Overview
Kwashiorkor is a severe form of malnutrition caused primarily by a deficiency of dietary protein despite adequate calorie intake. It predominantly affects young children, especially in developing countries where food insecurity, famine, or improper weaning practices occur. The condition leads to edema, muscle wasting, and a range of systemic complications that can be life-threatening without timely intervention. In Korea, while kwashiorkor is rare due to food security, pediatric hospitals and nutrition specialists are equipped to diagnose and manage cases in immigrants or travelers, and they contribute to global health efforts combating malnutrition.
What Is Kwashiorkor?
Kwashiorkor is a type of protein-energy malnutrition marked by insufficient protein intake relative to the body’s needs. Unlike marasmus, which involves overall calorie deficiency, kwashiorkor is characterized by edema caused by hypoalbuminemia (low blood protein levels), fatty liver, and immune suppression. The condition impairs growth, immune function, and organ systems, resulting in significant morbidity and mortality if untreated.
Symptoms
- Edema (swelling), especially in the legs, feet, and face
- Enlarged, fatty liver causing abdominal distension
- Muscle wasting and weakness despite apparent swelling
- Irritability and lethargy
- Skin changes such as peeling, dermatitis, and hyperpigmentation (“flaky paint” appearance)
- Thinning and brittle hair, sometimes with reddish discoloration
- Diarrhea and poor appetite
- Delayed growth and developmental milestones
- Increased susceptibility to infections due to immune deficiency
Causes
Kwashiorkor arises from inadequate protein consumption despite sufficient caloric intake. Common causes include:
- Inadequate weaning diets low in protein after breastfeeding cessation
- Diets heavily reliant on starchy foods with minimal protein
- Chronic infections or illnesses increasing protein requirements
- Socioeconomic factors leading to food insecurity and poor nutrition education
Risk Factors
- Young children aged 1 to 5 years, particularly in low-resource settings
- Recent weaning from breast milk without adequate protein replacement
- Poverty and food scarcity
- Presence of infections such as measles, diarrhea, or parasites
- Poor maternal nutrition and care practices
Complications
- Severe infections due to weakened immune system
- Fluid and electrolyte imbalances from edema and diarrhea
- Liver dysfunction and fatty infiltration
- Growth retardation and cognitive impairment
- Increased risk of death if untreated, especially from infections or organ failure
Prevention
- Promoting exclusive breastfeeding for the first six months of life
- Ensuring adequate protein intake during weaning and toddler years
- Improving food security and nutrition education in vulnerable populations
- Timely treatment of infections and parasitic diseases
- Public health programs targeting malnutrition awareness and supplementation
Treatment Options in Korea
Though kwashiorkor is uncommon in Korea, pediatric and nutrition specialists are prepared to manage cases through:
- Nutritional Rehabilitation:
- Gradual refeeding with carefully balanced diets rich in protein and calories to avoid refeeding syndrome
- Use of therapeutic foods and supplements such as ready-to-use therapeutic foods (RUTF)
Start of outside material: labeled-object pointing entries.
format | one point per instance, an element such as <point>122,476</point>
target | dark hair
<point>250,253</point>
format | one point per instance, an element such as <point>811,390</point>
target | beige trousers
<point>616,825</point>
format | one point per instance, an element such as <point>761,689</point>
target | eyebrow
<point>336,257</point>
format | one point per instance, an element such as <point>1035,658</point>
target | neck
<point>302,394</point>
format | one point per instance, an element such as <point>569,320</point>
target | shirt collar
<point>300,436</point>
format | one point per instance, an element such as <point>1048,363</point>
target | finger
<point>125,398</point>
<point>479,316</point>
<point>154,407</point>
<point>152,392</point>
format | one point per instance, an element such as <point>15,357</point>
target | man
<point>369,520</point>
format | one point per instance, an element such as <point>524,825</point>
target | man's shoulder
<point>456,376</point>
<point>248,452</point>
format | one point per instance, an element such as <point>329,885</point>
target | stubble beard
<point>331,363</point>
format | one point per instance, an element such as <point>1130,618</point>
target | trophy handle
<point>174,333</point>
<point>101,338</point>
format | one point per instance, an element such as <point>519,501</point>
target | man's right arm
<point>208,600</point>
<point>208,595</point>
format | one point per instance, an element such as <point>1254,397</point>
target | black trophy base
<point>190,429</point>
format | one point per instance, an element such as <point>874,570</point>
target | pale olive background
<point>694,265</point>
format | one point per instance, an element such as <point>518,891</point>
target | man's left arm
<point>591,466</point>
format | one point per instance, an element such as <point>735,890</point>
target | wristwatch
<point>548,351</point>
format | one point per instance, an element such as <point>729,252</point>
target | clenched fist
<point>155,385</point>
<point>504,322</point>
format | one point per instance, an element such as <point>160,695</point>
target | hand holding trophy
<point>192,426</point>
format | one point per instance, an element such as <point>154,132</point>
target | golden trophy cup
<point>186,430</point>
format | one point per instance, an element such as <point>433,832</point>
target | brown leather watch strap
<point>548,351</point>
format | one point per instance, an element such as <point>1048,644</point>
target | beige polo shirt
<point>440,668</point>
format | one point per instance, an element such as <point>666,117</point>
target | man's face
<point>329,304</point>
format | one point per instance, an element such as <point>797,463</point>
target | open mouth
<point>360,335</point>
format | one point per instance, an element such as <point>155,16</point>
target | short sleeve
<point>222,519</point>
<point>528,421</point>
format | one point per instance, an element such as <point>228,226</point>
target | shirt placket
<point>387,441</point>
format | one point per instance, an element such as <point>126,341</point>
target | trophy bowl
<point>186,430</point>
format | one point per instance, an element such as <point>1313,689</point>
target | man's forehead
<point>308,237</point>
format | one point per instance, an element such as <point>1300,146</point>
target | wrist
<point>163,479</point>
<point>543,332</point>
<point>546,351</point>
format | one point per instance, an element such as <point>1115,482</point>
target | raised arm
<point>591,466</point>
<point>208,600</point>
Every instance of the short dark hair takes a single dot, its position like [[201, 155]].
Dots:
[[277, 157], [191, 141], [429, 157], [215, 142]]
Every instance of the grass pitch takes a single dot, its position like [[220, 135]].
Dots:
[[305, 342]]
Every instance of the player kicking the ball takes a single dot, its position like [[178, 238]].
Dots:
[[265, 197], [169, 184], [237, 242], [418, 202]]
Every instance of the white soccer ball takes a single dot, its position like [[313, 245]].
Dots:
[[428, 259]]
- Monitoring and correction of electrolyte and fluid imbalances
- Medical Management:
- Treatment of concurrent infections with antibiotics or antiparasitic medications
- Supportive care for complications such as dehydration, hypoglycemia, or shock
- Vitamin and mineral supplementation, including zinc, vitamin A, and iron
- Multidisciplinary Approach:
- Involvement of pediatricians, dietitians, social workers, and public health experts
- Family education on proper nutrition and feeding practices
- Coordination with international aid programs for severe cases
Korean healthcare providers also contribute to international research and humanitarian efforts to prevent and treat kwashiorkor globally, reflecting a commitment to child health and nutrition.